Speech AI

NVIDIA ACE Agent supports Speech AI using the Chat Controller module. The Chat Controller module provides a speech interface to ACE Agent by exposing gRPC APIs. The Chat Controller uses NVIDIA Riva ASR and TTS services for audio to text transcription and text to speech synthesis.

There are several pre-configured pipelines which are available to use for speech AI. The functionality of speech AI pipeline varies depending upon the pipeline selected. You can define your pipeline in the deploy/docker/docker_init.sh file.

Detailed information regarding the gRPC APIs exposed by the Chat Controller can be found in the gRPC Interface API documentation.

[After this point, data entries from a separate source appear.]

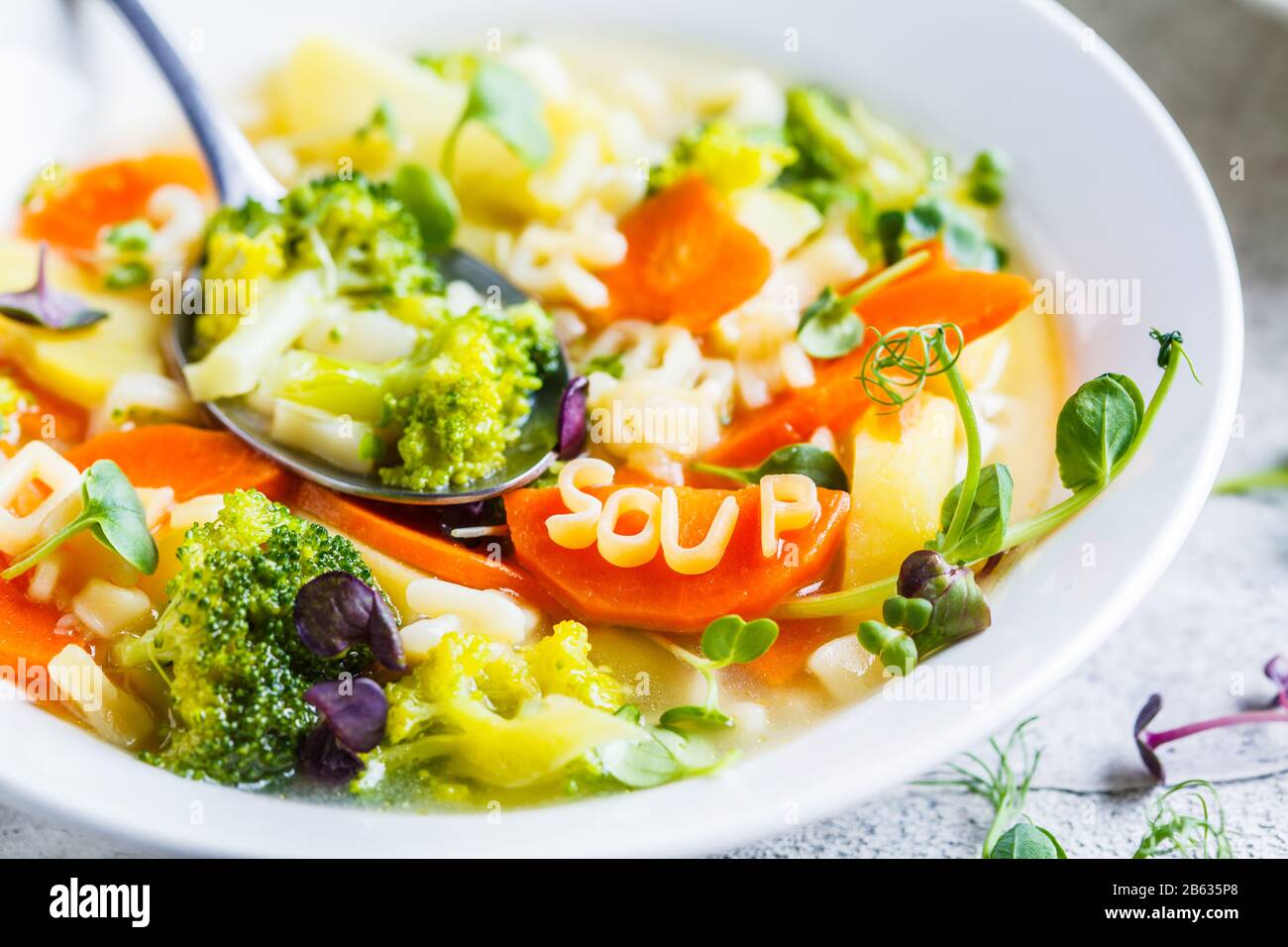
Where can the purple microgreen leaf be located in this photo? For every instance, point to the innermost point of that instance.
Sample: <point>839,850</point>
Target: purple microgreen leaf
<point>384,639</point>
<point>1276,669</point>
<point>960,607</point>
<point>1146,753</point>
<point>572,418</point>
<point>355,709</point>
<point>336,611</point>
<point>47,307</point>
<point>1149,741</point>
<point>325,759</point>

The Chat Controller has six main components:

  • ASR module

  • TTS module

  • Speech Pipeline Manager

  • Chat Engine module

  • Logger module

  • UMIM module

ASR Module

The ASR module is responsible for calling the Riva ASR gRPC APIs for transcribing the audio received to the Chat Controller via the gRPC APIs. It supports certain features provided by Riva ASR like word boosting for customizations and profanity filtering.

Word boosting allows you to bias the ASR engine to recognize particular words of interest at request time; by giving them a higher score when decoding the output of the acoustic model.

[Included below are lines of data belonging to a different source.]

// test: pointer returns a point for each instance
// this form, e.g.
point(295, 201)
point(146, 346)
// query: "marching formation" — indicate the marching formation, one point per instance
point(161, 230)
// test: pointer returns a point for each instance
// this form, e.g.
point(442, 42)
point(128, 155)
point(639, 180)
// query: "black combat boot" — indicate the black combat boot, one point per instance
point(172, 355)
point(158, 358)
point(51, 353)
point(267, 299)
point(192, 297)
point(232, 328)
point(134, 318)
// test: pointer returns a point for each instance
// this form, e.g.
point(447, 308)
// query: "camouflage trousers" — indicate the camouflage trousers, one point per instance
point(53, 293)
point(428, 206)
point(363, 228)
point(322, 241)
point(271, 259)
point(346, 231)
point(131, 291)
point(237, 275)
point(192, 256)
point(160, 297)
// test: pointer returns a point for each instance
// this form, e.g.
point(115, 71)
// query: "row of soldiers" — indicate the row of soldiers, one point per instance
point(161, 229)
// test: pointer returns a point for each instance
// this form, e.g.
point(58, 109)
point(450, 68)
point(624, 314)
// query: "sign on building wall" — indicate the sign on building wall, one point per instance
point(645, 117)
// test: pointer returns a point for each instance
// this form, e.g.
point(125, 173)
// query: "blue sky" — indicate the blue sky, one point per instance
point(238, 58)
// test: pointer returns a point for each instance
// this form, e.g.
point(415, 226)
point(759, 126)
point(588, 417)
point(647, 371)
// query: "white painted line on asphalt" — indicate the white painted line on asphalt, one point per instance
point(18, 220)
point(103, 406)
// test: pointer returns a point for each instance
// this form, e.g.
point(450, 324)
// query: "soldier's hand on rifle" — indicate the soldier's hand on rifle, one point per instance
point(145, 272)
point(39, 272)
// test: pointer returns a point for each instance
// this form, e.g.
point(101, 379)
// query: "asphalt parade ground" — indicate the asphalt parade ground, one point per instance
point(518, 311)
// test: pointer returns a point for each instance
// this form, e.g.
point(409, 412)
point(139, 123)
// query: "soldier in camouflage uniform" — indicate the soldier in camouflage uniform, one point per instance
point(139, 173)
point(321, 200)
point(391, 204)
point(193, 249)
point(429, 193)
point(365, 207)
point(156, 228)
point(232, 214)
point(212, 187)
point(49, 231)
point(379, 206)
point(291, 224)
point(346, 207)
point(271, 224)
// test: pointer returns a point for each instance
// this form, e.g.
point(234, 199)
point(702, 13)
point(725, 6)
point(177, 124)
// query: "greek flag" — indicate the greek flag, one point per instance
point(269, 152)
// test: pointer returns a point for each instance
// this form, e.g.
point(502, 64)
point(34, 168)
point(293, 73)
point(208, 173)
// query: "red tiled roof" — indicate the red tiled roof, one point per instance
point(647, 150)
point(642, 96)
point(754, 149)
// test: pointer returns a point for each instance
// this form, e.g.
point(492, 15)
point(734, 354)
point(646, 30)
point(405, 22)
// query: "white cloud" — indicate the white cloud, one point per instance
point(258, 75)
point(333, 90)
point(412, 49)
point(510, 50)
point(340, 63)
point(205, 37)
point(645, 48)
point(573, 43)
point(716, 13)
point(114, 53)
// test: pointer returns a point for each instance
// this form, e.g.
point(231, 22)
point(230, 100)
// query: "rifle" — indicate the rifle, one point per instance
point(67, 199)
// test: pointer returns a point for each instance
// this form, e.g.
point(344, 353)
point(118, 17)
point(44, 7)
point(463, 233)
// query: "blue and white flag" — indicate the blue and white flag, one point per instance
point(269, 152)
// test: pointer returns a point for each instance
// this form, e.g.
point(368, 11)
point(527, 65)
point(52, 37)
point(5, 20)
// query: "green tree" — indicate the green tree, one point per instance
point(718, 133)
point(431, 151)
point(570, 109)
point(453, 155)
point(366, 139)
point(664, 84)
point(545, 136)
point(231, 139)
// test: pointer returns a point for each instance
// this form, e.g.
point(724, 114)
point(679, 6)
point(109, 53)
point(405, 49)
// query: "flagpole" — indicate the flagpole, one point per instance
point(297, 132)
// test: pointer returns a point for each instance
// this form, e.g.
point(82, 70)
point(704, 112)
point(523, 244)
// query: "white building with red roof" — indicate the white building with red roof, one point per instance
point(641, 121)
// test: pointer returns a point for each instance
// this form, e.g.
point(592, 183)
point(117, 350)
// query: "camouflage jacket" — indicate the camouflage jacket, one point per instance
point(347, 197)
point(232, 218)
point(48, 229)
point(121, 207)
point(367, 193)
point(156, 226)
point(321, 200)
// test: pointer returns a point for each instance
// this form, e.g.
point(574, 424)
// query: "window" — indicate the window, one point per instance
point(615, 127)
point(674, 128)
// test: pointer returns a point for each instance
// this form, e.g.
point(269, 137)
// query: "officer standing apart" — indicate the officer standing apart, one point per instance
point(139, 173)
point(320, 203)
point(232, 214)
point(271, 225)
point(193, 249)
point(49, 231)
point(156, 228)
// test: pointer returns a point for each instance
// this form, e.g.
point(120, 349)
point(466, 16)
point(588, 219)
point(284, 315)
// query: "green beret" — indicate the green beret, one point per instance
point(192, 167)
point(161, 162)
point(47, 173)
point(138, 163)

Refer to the Riva ASR section for more information about word boosting and how to do word boosting in the Chat Controller.

TTS Module

The TTS module is responsible for calling the Riva TTS gRPC APIs for synthesizing the audio for the Chat Engine response and other TTS transcripts received by the Chat Controller via the gRPC APIs.

The TTS module supports IPA customization for improving pronunciation.

Refer to the Riva TTS section for more information about IPA customization and how to do customization in the Chat Controller.

NVIDIA Riva TTS and Chat Controller supports SSML tags for customizing the TTS pronunciation. Some of the SSML tags are:

  • prosody tag - supports attributes, like rate and pitch, emotion, volume through which we can control different parameters of the generated audio.

  • voice name tag - can be used to dynamically change voice names in the Chat Controller.

  • emotion tag - set in the TTS transcript, Chat Controller also sends these tags to Audio2Face.

Note

For more information about supported SSML tags with SSML texts, refer to the Riva TTS SSML documentation.

You can embed these tags as part of the textual response templates corresponding to the questions. For example:

"<speak><prosody emotion='fearful:1.0' pitch='1' volume='loud'>Hi,  I am Violet, a food ordering assistant bot. How can I help you?</prosody></speak>"